A mudança rítmica do batuque para o maxixe justificava-se porque as classes da elite que tinham acesso aos discos e aparelhos reprodutores estavam mais familiarizadas com esse gênero, enquanto a percussão típica do samba, então presente nas rodas de partido-alto, ainda poderiam soar um tanto “bárbaras” para uma casta social ainda fortemente marcada pelo preconceito e pela cultura branca de matriz européia. Trata-se da primeira apropriação e alteração dos elementos tradicionais e históricos da cultura do samba em nome de objetivos estranhos ao meio sócio-cultural em que ela se desenvolveu. O chamado samba amaxixado imperou, nas casas de dança, cabarés e nos salões das famílias abastadas até o final da década de 20 e teve como grande mestre o pianista J.B. Silva, o popularíssimo Sinhô. Entre os inúmeros sambas de sucesso gravados por grandes nomes do disco como Mário Reis e Francisco Alves, o clássico “Jura” está entre os mais conhecidos, tendo há pouco merecido uma regravação de Zeca Pagodinho para servir de tema a uma novela de televisão. Nessa gravação pode-se ter uma boa idéia do tipo de samba que predominou até 1930, pois buscou-se ser fiel ao espírito original da composição.

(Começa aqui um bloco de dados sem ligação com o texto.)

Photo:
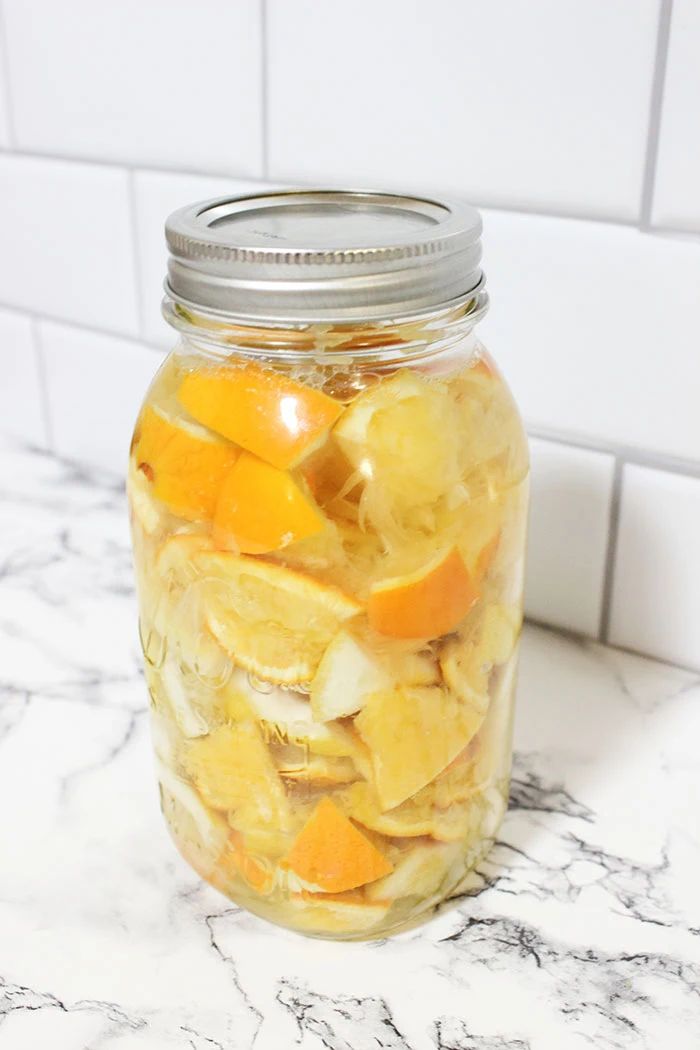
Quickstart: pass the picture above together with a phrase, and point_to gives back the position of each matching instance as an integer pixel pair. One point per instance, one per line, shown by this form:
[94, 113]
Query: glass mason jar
[327, 489]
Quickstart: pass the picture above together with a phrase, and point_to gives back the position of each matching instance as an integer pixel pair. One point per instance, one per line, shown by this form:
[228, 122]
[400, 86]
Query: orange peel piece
[332, 855]
[261, 508]
[262, 411]
[425, 604]
[185, 463]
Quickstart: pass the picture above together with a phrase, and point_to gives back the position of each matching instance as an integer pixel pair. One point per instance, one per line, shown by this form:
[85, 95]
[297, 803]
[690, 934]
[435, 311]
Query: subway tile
[542, 104]
[656, 591]
[96, 385]
[164, 83]
[597, 329]
[65, 248]
[568, 538]
[677, 194]
[21, 406]
[156, 194]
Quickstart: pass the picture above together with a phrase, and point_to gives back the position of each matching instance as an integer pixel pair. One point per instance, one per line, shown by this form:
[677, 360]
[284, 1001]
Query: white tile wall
[506, 102]
[113, 113]
[65, 246]
[156, 194]
[597, 328]
[656, 594]
[96, 386]
[163, 82]
[4, 118]
[677, 196]
[569, 524]
[21, 407]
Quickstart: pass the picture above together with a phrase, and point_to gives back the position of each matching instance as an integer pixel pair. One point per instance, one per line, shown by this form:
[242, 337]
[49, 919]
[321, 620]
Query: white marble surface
[584, 929]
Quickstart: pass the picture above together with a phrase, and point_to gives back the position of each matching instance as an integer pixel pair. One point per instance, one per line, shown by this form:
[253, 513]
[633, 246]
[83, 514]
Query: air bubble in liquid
[259, 685]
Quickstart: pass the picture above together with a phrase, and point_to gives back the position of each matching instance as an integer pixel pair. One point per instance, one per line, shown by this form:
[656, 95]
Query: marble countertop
[584, 925]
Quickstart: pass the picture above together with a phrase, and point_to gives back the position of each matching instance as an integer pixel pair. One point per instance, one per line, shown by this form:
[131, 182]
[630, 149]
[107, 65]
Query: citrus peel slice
[332, 855]
[185, 463]
[261, 508]
[264, 412]
[272, 621]
[425, 604]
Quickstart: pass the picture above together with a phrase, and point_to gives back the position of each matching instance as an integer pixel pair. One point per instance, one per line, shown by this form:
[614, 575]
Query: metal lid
[322, 255]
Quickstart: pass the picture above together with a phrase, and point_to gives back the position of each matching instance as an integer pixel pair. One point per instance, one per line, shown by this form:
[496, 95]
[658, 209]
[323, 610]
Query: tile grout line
[638, 457]
[655, 111]
[43, 382]
[532, 211]
[4, 63]
[611, 553]
[40, 316]
[264, 122]
[138, 275]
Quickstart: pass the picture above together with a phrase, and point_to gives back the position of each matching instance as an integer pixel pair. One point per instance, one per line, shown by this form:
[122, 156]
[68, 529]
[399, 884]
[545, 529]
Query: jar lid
[322, 255]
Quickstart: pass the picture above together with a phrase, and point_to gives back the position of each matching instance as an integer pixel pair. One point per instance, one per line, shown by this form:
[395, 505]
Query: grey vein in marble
[580, 929]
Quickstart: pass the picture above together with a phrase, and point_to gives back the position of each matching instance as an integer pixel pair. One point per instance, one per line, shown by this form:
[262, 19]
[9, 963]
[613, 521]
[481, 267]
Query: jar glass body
[329, 529]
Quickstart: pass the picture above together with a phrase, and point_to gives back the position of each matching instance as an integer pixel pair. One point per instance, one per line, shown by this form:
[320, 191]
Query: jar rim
[325, 255]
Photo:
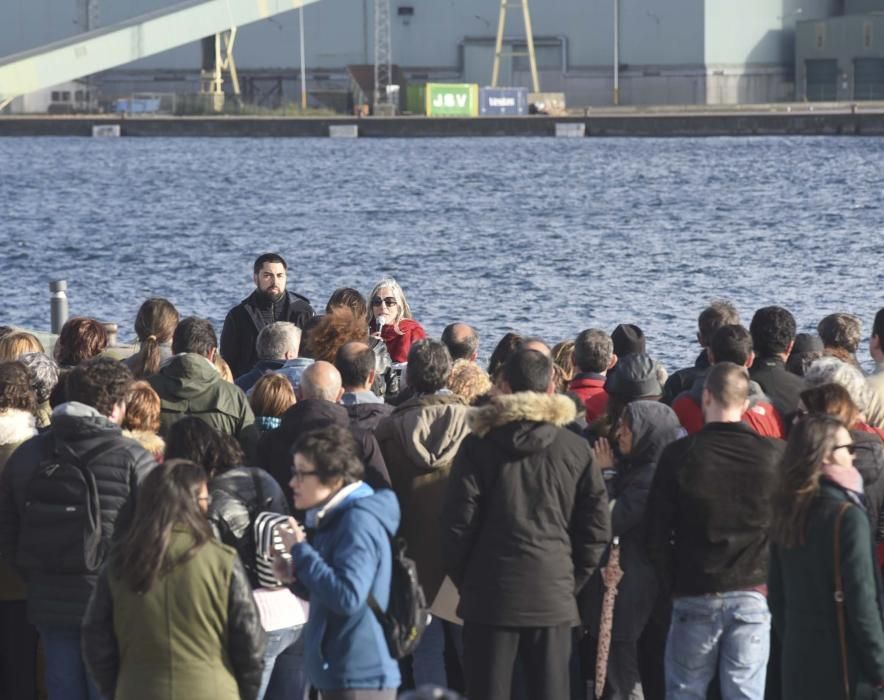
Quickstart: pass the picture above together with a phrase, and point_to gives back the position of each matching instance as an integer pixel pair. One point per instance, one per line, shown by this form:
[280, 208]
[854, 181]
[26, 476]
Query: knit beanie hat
[807, 342]
[43, 371]
[636, 377]
[628, 339]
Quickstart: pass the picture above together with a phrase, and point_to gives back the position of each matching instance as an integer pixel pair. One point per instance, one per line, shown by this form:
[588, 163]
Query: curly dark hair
[101, 382]
[15, 388]
[193, 439]
[334, 454]
[80, 338]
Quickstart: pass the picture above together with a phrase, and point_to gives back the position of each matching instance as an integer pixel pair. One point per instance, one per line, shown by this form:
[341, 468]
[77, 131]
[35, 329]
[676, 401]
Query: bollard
[112, 330]
[58, 304]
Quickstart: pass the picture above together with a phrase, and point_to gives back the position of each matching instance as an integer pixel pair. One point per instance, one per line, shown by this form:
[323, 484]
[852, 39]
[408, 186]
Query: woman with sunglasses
[172, 614]
[390, 319]
[822, 542]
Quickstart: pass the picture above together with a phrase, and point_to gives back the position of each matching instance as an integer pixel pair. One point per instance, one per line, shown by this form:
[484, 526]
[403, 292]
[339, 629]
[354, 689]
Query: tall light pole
[616, 52]
[303, 59]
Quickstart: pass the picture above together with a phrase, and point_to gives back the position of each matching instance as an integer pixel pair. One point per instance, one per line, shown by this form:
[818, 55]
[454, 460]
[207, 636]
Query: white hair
[831, 370]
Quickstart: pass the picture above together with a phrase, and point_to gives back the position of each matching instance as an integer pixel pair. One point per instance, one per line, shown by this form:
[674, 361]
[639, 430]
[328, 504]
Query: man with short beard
[270, 302]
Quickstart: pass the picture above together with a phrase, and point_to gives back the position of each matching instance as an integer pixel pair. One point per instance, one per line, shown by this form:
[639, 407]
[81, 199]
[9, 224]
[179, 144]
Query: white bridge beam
[139, 37]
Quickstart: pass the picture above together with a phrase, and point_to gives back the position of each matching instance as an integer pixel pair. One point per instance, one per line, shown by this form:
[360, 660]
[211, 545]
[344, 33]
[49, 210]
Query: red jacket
[399, 345]
[590, 388]
[762, 417]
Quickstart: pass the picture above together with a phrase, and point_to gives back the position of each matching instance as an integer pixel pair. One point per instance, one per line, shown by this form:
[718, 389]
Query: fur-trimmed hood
[522, 406]
[16, 426]
[151, 442]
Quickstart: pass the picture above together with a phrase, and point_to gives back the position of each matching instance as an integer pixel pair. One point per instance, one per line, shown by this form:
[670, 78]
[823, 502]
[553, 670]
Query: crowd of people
[225, 519]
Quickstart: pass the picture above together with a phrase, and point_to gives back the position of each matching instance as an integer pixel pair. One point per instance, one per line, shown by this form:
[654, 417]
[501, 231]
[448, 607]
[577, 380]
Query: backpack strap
[839, 599]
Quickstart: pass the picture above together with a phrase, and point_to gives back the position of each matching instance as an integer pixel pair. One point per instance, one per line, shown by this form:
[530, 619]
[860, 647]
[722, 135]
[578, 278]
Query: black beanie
[636, 376]
[628, 339]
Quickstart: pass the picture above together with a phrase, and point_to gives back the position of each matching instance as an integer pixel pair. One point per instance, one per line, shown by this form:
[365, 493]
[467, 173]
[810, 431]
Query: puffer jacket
[195, 634]
[234, 506]
[189, 385]
[274, 449]
[654, 426]
[245, 321]
[525, 521]
[55, 598]
[348, 558]
[15, 427]
[419, 441]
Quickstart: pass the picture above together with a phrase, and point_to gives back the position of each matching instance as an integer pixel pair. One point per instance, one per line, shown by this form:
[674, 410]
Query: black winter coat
[235, 504]
[781, 386]
[244, 321]
[711, 496]
[55, 598]
[366, 416]
[312, 414]
[525, 521]
[653, 427]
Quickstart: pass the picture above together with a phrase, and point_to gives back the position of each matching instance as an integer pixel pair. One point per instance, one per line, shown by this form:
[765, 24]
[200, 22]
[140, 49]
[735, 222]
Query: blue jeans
[727, 632]
[428, 660]
[66, 676]
[283, 677]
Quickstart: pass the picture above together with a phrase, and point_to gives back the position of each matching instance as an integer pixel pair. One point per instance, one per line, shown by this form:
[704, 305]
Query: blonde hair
[272, 396]
[468, 380]
[223, 368]
[398, 295]
[142, 408]
[15, 344]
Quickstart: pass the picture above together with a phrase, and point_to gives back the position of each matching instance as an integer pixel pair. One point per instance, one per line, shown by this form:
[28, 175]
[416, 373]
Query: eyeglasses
[300, 476]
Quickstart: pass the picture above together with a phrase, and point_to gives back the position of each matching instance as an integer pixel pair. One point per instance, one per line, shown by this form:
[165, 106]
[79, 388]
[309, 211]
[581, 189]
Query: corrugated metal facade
[678, 51]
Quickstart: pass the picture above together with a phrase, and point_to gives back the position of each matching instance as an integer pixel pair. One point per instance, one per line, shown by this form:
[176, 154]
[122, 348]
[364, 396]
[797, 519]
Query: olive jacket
[194, 634]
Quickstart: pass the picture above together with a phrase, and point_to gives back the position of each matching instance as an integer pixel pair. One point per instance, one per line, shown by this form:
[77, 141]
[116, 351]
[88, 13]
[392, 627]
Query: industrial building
[673, 52]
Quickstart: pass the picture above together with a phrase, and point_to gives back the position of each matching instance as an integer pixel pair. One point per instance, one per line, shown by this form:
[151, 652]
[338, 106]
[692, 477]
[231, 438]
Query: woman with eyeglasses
[821, 553]
[172, 615]
[390, 318]
[347, 559]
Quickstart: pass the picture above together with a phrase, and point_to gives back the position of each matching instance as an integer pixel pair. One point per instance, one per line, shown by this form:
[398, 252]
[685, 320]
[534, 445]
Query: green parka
[194, 634]
[801, 598]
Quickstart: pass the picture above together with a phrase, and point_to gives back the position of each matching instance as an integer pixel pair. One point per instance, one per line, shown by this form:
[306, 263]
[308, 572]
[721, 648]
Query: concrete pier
[805, 119]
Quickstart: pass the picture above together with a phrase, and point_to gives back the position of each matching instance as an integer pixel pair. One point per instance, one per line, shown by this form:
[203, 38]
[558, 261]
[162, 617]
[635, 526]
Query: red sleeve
[690, 415]
[765, 420]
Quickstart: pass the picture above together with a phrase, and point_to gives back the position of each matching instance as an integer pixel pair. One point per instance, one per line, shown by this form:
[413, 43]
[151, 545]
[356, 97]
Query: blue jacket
[348, 558]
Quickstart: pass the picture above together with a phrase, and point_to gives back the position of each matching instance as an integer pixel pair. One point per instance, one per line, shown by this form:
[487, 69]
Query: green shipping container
[452, 100]
[416, 98]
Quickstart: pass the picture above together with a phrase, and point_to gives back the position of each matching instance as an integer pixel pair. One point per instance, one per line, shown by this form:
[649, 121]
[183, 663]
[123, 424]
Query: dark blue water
[542, 236]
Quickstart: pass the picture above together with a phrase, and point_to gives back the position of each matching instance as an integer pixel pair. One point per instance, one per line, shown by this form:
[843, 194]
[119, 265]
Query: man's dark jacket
[525, 521]
[711, 496]
[781, 386]
[245, 320]
[54, 598]
[683, 379]
[274, 449]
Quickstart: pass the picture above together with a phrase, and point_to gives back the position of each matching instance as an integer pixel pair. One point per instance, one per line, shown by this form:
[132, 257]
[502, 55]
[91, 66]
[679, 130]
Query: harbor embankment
[807, 119]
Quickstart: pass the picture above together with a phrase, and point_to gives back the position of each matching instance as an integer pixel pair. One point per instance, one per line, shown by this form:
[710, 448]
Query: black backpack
[61, 523]
[407, 615]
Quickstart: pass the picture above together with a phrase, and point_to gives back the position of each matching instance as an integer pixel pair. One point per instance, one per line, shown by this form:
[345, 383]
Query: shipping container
[416, 98]
[452, 100]
[508, 102]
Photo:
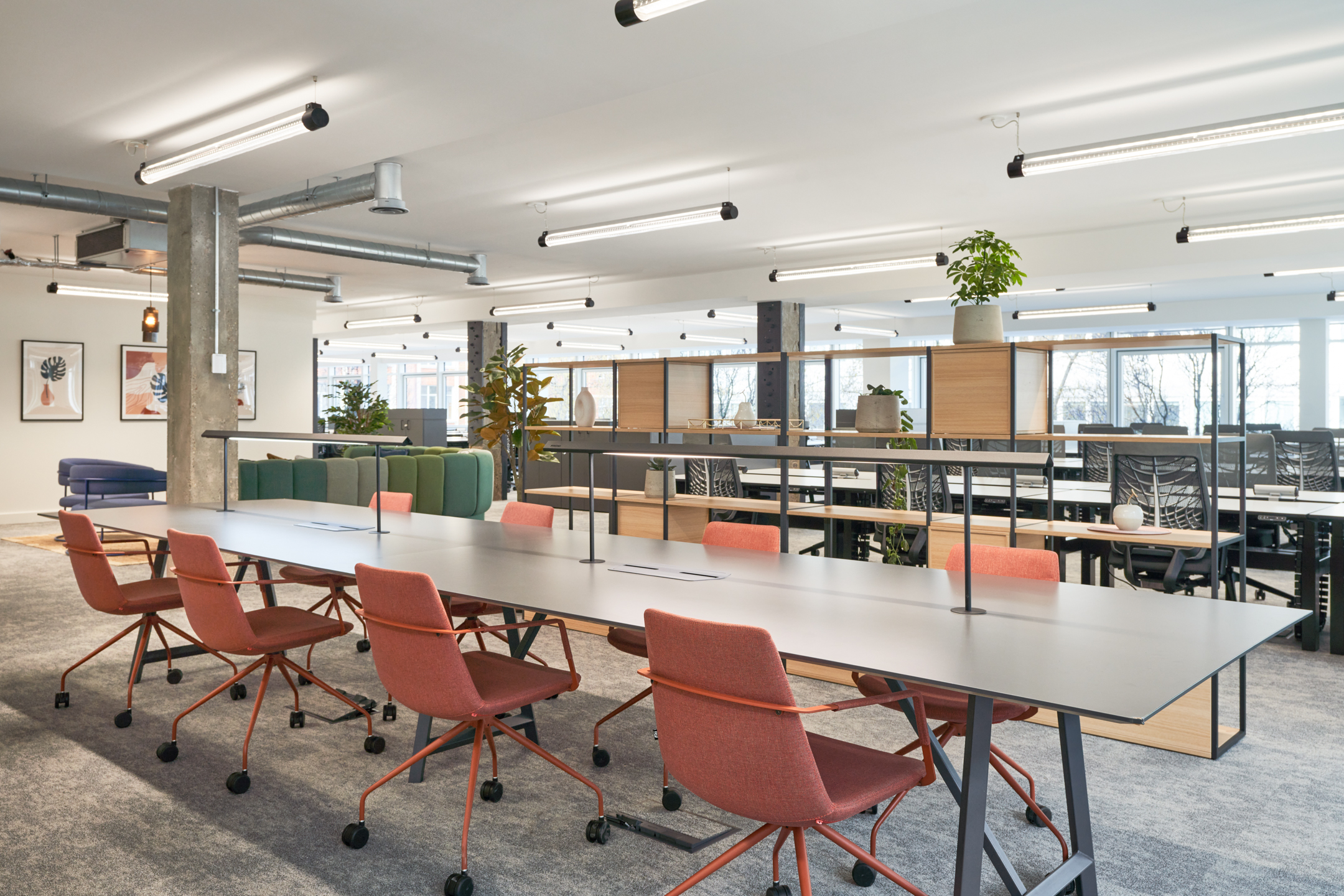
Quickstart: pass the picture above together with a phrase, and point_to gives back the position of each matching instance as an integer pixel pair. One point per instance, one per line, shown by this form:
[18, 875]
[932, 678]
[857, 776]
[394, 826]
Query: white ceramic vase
[585, 409]
[978, 324]
[1127, 518]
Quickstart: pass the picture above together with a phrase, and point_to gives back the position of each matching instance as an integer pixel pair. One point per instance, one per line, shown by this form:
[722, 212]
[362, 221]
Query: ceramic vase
[585, 409]
[978, 324]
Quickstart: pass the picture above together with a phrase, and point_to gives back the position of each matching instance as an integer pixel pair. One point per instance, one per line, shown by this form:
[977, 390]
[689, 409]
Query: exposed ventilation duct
[368, 251]
[90, 202]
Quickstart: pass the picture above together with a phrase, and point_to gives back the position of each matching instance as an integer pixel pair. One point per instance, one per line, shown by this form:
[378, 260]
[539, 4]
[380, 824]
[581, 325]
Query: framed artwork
[144, 382]
[246, 385]
[52, 381]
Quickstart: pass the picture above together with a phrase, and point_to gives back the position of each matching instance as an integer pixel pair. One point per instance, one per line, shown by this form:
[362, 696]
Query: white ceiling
[852, 128]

Mas a despeito do reinado do maxixe, o samba ritmado seguiu vivo em todas as comunidades populares de grande presença negra, tendo se fixado ao longo da segunda metade da década de 20 em redutos como a região do Estácio de Sá (entre os morros de São Carlos e Favela), os morros de Mangueira e Salgueiro e o subúrbio de Oswaldo Cruz. Nesta época, a principal manifestação organizada durante o carnaval ainda eram os ranchos, que tiveram origem humilde, negra também, derivados dos desfiles de pastoris que se celebravam na época do Natal. Mas já nos anos 20, os desfiles de rancho, influenciados por formas carnavalescas européias que primavam pelas fantasias elaboradas e a utilização de carros alegóricos, tinham-se transformado em grandes e elaboradas organizações, com movimentação de consideráveis somas de dinheiro para a organização dos desfiles, não acessíveis, portanto, às classes sociais excluídas. Assim, as camadas populares absorveram dos ranchos a maneira de desfilar em forma de procissão, a utilização de fantasias e as figuras do baliza e da porta-estandarte; das grandes sociedades carnavalescas, absorveram os carros alegóricos; e utilizando a música então mais corrente e popular – o samba – criaram a mais original e importante das manifestações populares do carnaval brasileiro: as escolas de samba.